Добавить в цитаты Настройки чтения

Страница 11 из 91

Влажный холодный нос ткнул в ладонь, взмокшую от пота, и Вадим поспешно допил кофе, а выходя из кухни в прихожую, отметил, что хора больше не слышно.

Они не стали спускаться в лифте. В Митькиных кроссовках было удобно шагать по лестницам, а ещё Вадим с интересом прислушивался к движению собственного тела. Никогда раньше он не ощущал себя энергично работающей машиной, и новое впечатление ему понравилось. Правда, полностью насладиться этим впечатлением он не успел.

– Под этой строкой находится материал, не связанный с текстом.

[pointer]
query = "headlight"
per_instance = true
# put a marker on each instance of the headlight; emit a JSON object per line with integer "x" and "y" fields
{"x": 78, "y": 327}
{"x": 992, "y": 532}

Раскрыв дверь пропустить Ниро, он сразу их увидел. Двое в чёрном сидели на скамейке, один — напротив, на сломанной ограде вокруг газона. "Их что — Чёрный Кир оставил здесь? — поразился Вадим. — Неужели караулить мою скромную персону? Эй, а не задрал ли ты нос? Мало у пацанов дел, кроме как тебя сторожить? Просто ночь коротают, домой неохота". Он шагнул вниз, с небольшой площадки перед подъездом, машинально прибирая поводок Ниро, чтобы тот шёл у ноги. Но Ниро и сам держался к хозяину ближе и явно держал под контролем сидящего на заборе. "Не я один здесь параноик", — повеселел Вадим и, поколебавшись, стал смотреть только в сторону скамейки.

Все трое не спали — сидели, ссутулившись, словно сосредоточенно раздумывая над своим. Звук открываемой-закрываемой двери стал для них сигналом поднять головы.

"Неуютно", — мягким замкнутым словом Вадим в первое мгновение оценил своё состояние, едва попал в их поле зрения. В следующее мгновение он вдруг вспомнил сцену из какого-то фильма, где грабитель крадётся к выставленному под защитой смертоносных лучей бриллианту. Как будто ветер швырнул на тёплую кожу горсть колючих снежинок — вот что напоминало ощущение от их взглядов.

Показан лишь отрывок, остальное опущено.